The laws did not allow for GM, Ford and others to own more than 50% of these factories, with the other half behind owned by the JVs. Given how large the Chinese economy is though, the automakers felt it was a worthwhile sacrifice. Now that China is lifting those requirements, some investors felt that GM and others would buyout their JV partners to control 100% of the venture.
But that's not in GM's plans, with the automaker saying it would not look to buy out its JV partners, and that its growth in China is because it's working with trusted partners. Further, the automaker "will continue to work with our partners to provide high-quality products and services to consumers."
Tesla in China
The good news for Tesla? It can own 100% of its venture in China. But as much opportunity as that presents, it also presents financial and execution risk. The automaker has already shown how vulnerable it is from a manufacturing perspective as the Model 3 turned into "production hell." And that's coming from its Fremont factory in the U.S. where it already produces two other vehicles.

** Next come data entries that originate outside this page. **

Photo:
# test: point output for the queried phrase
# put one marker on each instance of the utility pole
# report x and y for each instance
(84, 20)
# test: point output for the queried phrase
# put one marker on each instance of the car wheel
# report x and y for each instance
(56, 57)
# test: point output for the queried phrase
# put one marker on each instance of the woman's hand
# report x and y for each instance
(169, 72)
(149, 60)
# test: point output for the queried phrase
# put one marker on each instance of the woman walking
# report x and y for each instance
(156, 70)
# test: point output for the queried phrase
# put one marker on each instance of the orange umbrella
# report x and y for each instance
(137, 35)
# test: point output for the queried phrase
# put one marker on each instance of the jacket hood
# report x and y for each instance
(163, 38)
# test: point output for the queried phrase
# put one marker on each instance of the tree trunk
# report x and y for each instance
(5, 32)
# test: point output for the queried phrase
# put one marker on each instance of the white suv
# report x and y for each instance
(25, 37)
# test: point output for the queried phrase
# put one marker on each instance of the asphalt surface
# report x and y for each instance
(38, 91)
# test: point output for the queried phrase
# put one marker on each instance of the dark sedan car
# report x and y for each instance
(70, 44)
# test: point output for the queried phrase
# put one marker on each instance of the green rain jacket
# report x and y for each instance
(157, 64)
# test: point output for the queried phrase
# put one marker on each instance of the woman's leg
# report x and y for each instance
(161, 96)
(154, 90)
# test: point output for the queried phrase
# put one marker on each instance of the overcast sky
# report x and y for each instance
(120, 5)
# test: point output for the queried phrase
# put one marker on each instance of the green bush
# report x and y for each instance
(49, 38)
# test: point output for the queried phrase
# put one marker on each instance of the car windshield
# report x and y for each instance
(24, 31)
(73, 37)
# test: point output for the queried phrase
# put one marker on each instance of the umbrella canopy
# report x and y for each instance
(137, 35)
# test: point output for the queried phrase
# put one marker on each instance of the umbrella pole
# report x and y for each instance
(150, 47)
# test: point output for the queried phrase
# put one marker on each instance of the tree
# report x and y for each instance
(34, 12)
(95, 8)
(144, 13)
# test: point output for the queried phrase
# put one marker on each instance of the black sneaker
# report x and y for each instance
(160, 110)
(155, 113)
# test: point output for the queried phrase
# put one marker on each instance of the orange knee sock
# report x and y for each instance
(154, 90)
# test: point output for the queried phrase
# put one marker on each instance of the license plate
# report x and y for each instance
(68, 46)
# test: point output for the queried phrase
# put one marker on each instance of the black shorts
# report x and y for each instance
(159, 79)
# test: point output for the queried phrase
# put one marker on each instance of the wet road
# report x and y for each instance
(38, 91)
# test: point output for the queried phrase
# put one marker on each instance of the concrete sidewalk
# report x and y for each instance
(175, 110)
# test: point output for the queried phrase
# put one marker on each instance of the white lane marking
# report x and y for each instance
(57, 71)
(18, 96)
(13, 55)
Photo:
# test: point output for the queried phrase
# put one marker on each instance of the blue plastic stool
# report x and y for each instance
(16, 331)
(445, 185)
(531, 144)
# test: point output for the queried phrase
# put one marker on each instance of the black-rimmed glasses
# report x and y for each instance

Of course, Tesla could learn from its execution and production errors of the past when it comes to China, but management has proven time and time again to over-promise and under-deliver. Who's to say they won't again? Worth mentioning is that going at it alone in the U.S. is what caused so many issues with the Model 3, rather than seeking help and mopping the competition.
Additionally, there's the worry about cost. Building or buying a factory, staffing it and running it isn't cheap. Just look at how much strain the company's current overhead is putting on Tesla's balance sheet.
Cash fell to $2.7 billion in the quarter, down from $3.4 billion in the previous quarter. Debt swelled to $10.8 billion from $10.3 billion. With further cash bleed and gross margin pressures this quarter, the financial situation will become direr before it gets better.
CEO Elon Musk still stands by his statement that Tesla will be profitable and cash flow positive in the third and fourth quarter of this year. If that's the case, Tesla's potential in China is wide open. If the automaker can fund its ambitious vehicle plans in the U.S. while simultaneously supporting its growth initiatives, the bulls have a real case to be made for buying the stock.
Those are a lot of "ifs" though, and low-probability ones at that.
So when looking at Tesla's opportunity in China, maybe a joint venture wouldn't be such a bad thing after all. There would be concerns on Tesla's part, certainly, such as sub-100% ownership, its technology being shared, etc.
But it's either that or potentially raising capital. Because it's unlikely the Model 3 will contribute to the bottom line in the short-term the way some bulls believe and with its debt and cash levels each moving in the wrong direction, China seems like a pipe dream at the moment.
That's even as electric vehicle sales continue to boom in the country.
It's clear Tesla has a significant opportunity in China. The question is whether the company can get to the level of execution, profitability and financial levels required to pursue it.